Repairing the public finances requires drab and uneventful budgeting

Budget 2022: Pension and welfare increases reflect focus on cost of living

If you think of the dramatic budgets of the past – Charlie McCreevy’s decentralisation fiasco of 2003, Brian Cowen’s unsustainable giveaway in 2007, Brian Lenihan’s €6 billion clawback in 2011 – they either preceded a crisis or took place in one.

Lenihan was forced into two budgets in 2009 as he attempted to halt the slide in the public finances. Budgets are meant to be drab, boring affairs in which incremental tax changes are laid out alongside modest spending plans.

When journalists struggle to find a theme or Opposition parties appear neutralised in their criticism, that’s a good thing. It signals fiscal stability.

As a country, we’ve been slow to grasp this and slow to put the public finances on a stable footing as a result.


The notion of budgetary winners and losers is also farcical and a throwback to the days when budgets were used as political tools to buy votes. Budgets are there to redistribute resources, to address anomalies not to confer an advantage on one group over another.

We’re still not fully across this new era of budgetary dullness, however. Flashes of the old school still persist. Announcing a €5 increase to pension and welfare payments – the centrepiece of Budget 2022’s cost of living measures – rather than just indexing them and making it easier for people to forecast and budget accordingly is one example.

Announcing surprise supplemental health budgets to cover overruns, as we’ve seen in recent times, is another. Leaving a decision on the Christmas bonus for welfare recipients to budget day every year also seems to be politicised – as in designed to paint the Government in a good light.

To assess whether Budget 2022 is a good or bad package of measures we need to answer two questions: do the numbers stack up? And is it relevant to the issues facing the economy?

The budget framed about a 5.5 per cent increase in spending, slightly larger than what the Irish Fiscal Advisory Council (Ifac) advises based on what it views as the medium-term growth potential of the Irish economy, which is 5 per cent. The package gives the Government a spending increase – in real money terms – of €4.2 billion, which is supplemented by tax cuts of €500 million for a budget-day package of €4.7 billion.


Minister for Finance Paschal Donohoe and Minister for Public Expenditure Michael McGrath have signalled this for several months and appear to have held the line against fierce demands for more spending, added to by a greatly reduced budget deficit. The deficit – the gap between tax revenue and spending – was expected to be about €20 billion this year but is now likely to be €13 billion courtesy of better-than-expected tax receipts and less spending on Covid supports, a positive swing of €7 billion.

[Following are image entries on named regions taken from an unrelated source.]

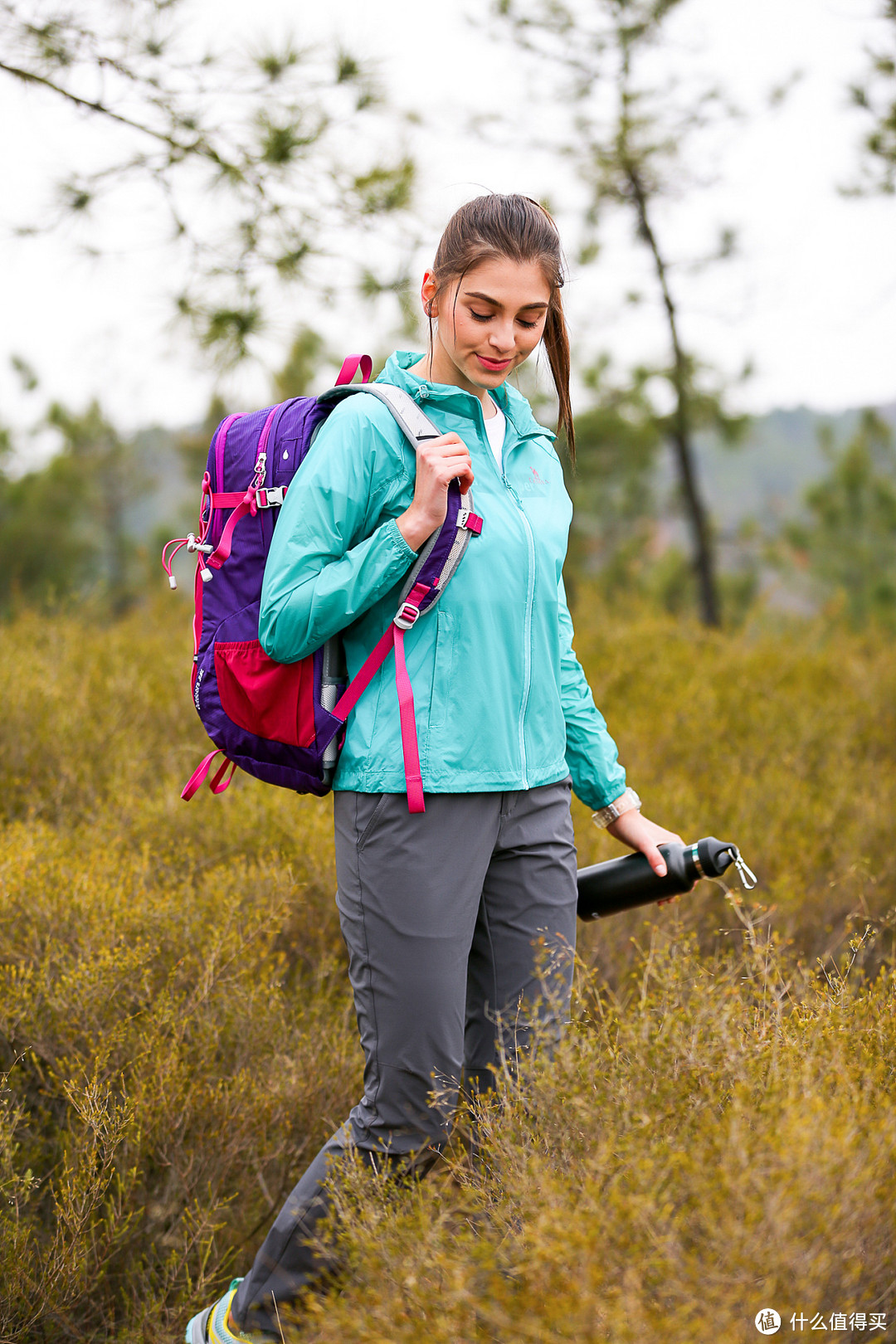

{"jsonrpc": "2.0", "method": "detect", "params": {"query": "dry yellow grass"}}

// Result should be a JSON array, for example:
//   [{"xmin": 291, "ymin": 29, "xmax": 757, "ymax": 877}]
[{"xmin": 0, "ymin": 598, "xmax": 896, "ymax": 1344}]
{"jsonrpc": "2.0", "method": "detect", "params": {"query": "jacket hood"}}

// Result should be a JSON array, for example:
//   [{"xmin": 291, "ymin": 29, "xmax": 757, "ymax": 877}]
[{"xmin": 376, "ymin": 349, "xmax": 556, "ymax": 440}]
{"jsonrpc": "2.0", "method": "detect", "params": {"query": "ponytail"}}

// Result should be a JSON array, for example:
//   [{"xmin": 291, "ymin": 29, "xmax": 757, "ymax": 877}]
[{"xmin": 430, "ymin": 192, "xmax": 575, "ymax": 464}]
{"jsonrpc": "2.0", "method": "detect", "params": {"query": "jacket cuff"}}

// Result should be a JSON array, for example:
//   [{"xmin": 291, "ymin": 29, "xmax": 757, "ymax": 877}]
[{"xmin": 382, "ymin": 518, "xmax": 418, "ymax": 561}]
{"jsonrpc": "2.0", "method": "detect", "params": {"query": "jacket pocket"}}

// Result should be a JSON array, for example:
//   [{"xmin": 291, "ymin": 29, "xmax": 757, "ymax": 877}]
[
  {"xmin": 215, "ymin": 640, "xmax": 314, "ymax": 747},
  {"xmin": 430, "ymin": 605, "xmax": 455, "ymax": 728}
]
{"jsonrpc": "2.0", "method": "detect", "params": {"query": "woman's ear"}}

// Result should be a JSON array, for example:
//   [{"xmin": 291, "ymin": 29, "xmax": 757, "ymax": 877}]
[{"xmin": 421, "ymin": 270, "xmax": 439, "ymax": 317}]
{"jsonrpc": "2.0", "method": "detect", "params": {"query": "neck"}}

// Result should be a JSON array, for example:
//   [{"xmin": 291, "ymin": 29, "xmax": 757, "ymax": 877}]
[{"xmin": 408, "ymin": 336, "xmax": 497, "ymax": 419}]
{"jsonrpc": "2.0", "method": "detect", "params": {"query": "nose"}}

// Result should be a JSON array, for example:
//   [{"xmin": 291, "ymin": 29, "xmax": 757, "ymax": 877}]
[{"xmin": 489, "ymin": 319, "xmax": 516, "ymax": 355}]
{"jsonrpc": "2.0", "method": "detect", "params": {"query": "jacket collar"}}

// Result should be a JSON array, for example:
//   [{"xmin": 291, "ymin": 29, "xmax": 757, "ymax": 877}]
[{"xmin": 376, "ymin": 349, "xmax": 556, "ymax": 440}]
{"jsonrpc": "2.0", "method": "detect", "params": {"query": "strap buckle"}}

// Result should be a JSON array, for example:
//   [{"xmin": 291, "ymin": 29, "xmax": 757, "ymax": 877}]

And remember the €4.7 billion package is a massive climbdown on the €17.7 billion budget announced last year, the biggest on record. Budget 2022 also takes place in the absence of EU fiscal rules, they’re still suspended.

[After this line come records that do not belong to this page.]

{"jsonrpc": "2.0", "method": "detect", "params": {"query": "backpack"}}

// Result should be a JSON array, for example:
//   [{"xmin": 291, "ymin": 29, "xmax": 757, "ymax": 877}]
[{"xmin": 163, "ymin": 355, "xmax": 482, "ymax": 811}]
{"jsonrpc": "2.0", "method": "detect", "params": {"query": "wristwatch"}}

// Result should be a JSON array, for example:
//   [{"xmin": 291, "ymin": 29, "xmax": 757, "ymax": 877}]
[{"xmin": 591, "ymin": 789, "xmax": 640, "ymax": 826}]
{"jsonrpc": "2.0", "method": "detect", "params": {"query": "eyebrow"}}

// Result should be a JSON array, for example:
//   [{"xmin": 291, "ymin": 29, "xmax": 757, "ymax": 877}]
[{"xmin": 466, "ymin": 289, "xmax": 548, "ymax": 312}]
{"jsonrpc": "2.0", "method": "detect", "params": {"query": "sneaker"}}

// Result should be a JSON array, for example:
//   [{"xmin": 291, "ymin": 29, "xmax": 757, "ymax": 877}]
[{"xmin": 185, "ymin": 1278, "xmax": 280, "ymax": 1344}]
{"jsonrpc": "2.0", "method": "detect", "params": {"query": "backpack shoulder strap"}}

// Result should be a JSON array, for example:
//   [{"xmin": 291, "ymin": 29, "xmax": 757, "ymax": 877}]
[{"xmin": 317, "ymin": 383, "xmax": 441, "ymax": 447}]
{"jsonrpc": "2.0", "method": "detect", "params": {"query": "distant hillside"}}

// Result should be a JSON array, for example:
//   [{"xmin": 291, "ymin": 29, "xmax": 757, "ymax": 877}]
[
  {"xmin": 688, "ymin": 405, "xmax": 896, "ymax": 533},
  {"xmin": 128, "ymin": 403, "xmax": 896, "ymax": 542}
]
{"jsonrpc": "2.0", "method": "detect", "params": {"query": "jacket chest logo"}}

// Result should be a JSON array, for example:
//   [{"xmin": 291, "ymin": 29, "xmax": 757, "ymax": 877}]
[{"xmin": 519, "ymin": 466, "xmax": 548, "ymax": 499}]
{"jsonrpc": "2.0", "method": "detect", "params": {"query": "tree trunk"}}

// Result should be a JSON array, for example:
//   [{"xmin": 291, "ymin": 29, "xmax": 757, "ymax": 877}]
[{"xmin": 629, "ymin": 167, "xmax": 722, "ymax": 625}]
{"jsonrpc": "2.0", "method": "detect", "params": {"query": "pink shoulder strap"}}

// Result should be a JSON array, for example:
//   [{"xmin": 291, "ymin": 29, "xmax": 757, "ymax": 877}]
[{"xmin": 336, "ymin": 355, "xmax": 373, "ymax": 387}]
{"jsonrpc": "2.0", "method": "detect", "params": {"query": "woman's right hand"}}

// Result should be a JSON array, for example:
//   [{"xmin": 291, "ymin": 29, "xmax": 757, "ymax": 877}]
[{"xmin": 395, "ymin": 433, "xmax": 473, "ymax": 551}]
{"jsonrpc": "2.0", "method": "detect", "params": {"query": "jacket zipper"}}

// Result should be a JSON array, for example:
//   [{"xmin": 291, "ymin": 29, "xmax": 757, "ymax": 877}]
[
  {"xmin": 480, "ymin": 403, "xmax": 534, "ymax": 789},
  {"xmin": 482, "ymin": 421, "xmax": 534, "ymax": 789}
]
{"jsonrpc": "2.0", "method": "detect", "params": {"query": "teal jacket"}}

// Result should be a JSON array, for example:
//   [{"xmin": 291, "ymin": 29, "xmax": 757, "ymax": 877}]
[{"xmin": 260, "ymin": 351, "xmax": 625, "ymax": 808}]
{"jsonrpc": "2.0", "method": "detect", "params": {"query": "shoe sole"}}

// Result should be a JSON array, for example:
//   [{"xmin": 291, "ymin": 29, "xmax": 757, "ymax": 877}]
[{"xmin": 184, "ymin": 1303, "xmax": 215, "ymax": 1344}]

That makes Donohoe and McGrath fiscal hawks, at least in the context of Irish politics. In its pre-budget submission, Ifac said the increase was “at the limit of what is prudent” but green-lighted the Government’s package. That would suggest the numbers do at least stack up.

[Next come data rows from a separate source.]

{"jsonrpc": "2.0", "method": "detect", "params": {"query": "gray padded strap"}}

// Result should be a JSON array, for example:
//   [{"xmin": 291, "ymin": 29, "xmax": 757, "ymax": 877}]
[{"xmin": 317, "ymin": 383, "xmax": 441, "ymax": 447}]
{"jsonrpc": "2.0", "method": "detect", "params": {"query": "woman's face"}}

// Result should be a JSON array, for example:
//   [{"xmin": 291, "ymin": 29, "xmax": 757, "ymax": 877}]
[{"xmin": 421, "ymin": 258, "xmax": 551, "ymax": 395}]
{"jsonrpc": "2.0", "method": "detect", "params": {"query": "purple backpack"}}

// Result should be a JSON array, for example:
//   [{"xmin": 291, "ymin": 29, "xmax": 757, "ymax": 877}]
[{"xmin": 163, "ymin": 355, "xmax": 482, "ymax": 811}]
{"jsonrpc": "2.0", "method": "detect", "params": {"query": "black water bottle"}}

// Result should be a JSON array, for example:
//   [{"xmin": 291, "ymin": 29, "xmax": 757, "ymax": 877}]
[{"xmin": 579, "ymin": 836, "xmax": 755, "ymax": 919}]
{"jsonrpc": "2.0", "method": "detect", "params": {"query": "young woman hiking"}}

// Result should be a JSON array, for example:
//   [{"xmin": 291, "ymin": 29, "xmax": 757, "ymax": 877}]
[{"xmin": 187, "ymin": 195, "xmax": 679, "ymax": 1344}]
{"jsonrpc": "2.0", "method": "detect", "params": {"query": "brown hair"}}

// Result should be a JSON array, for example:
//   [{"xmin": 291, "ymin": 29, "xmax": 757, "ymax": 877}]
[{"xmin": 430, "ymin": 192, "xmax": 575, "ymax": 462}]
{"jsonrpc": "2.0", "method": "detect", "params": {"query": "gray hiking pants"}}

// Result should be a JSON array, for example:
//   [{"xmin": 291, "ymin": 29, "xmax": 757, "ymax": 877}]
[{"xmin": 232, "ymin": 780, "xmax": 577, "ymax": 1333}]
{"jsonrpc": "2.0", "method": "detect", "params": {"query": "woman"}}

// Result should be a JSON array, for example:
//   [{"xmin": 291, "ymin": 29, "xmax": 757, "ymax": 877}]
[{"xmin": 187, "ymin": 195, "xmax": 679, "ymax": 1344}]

The trickier, more debatable point, is whether Budget 2022 is relevant. In other words does it address the State’s undeniable need in areas such as housing health and climate change.

Does it get the balance right between unwinding Covid supports and supporting vulnerable sectors? And will it ameliorate – at least in part – the current cost-of-living squeeze? The pension, welfare, minimum wage and fuel allowance hikes are attempts to address the latter, as is the indexing of tax credits and bands. According to consultancy EY, workers paying the top rate of tax will net an additional €415 a year from the changes. But with families expected to be paying €400 more for their electricity and heating this winter – and that’s before hikes in fuel, food and other items are factored in – those increases, particularly for those on the lower end of the income scale, look modest.


The additional spend and focus on housing – already flagged in the Government’s Housing for All strategy – is apparent (the housing budget next year will be €6 billion), but it’s not obvious that it will square the cost circle at the centre of the problem. And pouring additional money into a sector that’s already running close to capacity may just place further upward pressure on prices. Having two potentially inflationary help-to-buy schemes on the go at a time of rapidly rising house prices isn’t ideal either.

On health, the €1 billion increase is in line with the Government’s new 5 per cent spending rule but it has again failed to provide clear estimates of future increases over the medium term or an estimate of the likely cost of Sláintecare.

Whether the phasing out of pandemic supports will strike a balance between fiscal prudence and supporting the economy or be “disastrous”, as the Restaurants Association of Ireland claims, is impossible to tell at this stage. Supports will need to be fine-tuned as we go along, perhaps tailored specifically to firms in the worst-hit hospitality and entertainment sectors.

People will decry the minuscule gains dished out in Budget 2022, but if we want to address the big infrastructural problems facing the State while not overheating the economy, difficult trade-offs are required.